What we drank for Thanksgiving

In November, it's funny how so many newspapers publish the requisite Thanksgiving wine column, in order to help us find the ideal wine that can work with turkey, stuffing, gravy, casseroles, cranberry sauce, and pies, thanks to a list of smart pairing tips.

What should we drink with this turkey?

For my part, I think it's quite easy to decide what to drink for Thanksgiving: just open a good bottle and enjoy it with your family and friends.

We started the evening with a bottle of 2008 Kendall-Jackson Vintner's Reserve Riesling that our friend Christophe had brought. Kendall-Jackson Vineyard Estates was founded by San Francisco based attorney Jess Jackson in 1982. It is one of the few remaining family wine businesses of this size in the country. Since 1982, the winery has acquired many vineyards and it is now totally estate-based, maintaining 11,000 acres of vines. It also owns 17 additional brands, including La Crema, Pepi, Camelot, Cardinale and Cambria. As of 2010 Kendall-Jackson was the top-selling U.S. brand for wines over $15 a bottle.

The wines under the Kendall-Jackson Vintner's Reserve label come from cool vineyards in coastal regions including Monterey County, Lake County, Mendocino County, Santa Barbara County, and Sonoma County. They are all managed by the Kendall-Jackson viticultural team. The Riesling is a blend of 83% Riesling, 12% Gewürztraminer, 2% Muscat Canelli, 2% Chardonnay, and 1% Viognier. According to the winemaking notes, “87% of the Riesling comes from Monterey County where the growing season is long and cool adding apricot, almond and honeysuckle flavors. The Gewürztraminer adds orange blossom and spice. Muscat Canelli brings tangerine and mango tones. Chardonnay adds tropical lushness to the palate. Viognier for hints of floral on the nose”.
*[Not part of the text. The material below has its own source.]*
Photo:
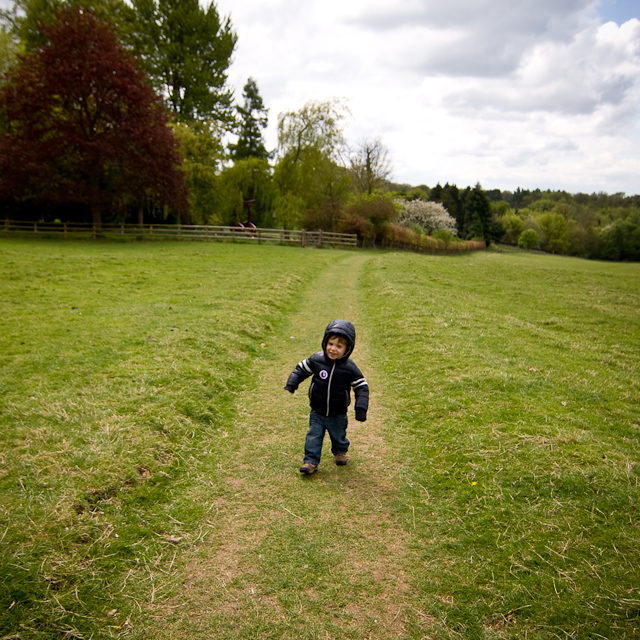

The wine had a fragrant nose of pear, apple and stone fruit and was moderately sweet on the palate with enough acidity to keep it clean and fresh. It was good with the smoked salmon and a natural accompaniment to our Sweet Potato Casserole (that we made with yams).

After the Riesling we opened a 1999 Château Ducru-Beaucaillou. This was a gift from Christophe and his wife Virginie and I was waiting for a good occasion to share the bottle with them. Château Ducru-Beaucaillou is a second growth Bordeaux in the Saint-Julien appellation. The estate sits between the village of Beychevelle and the Gironde estuary, farming 50 hectares of vineyard. The soil is characterized by well drained gravel and large stones up to 2.5 inches in diameter, which gave the estate its name (Beaucaillou means beautiful stones). The vines are 70% Cabernet Sauvignon and 30% Merlot. Grapes are harvested and sorted manually. The Grand Vin is aged 18 and 20 months in 50-80% new oak.

The wine had a distinctive nose of spices, blackcurrants, and berries. On the palate, it was medium-bodied, well-balanced with smooth tannins and more elegance in the finish than power. I enjoyed it a lot and thought it worked perfectly well with the turkey, the stuffing, the gravy, the casseroles, the cranberry sauce, the pies, and my friends and family.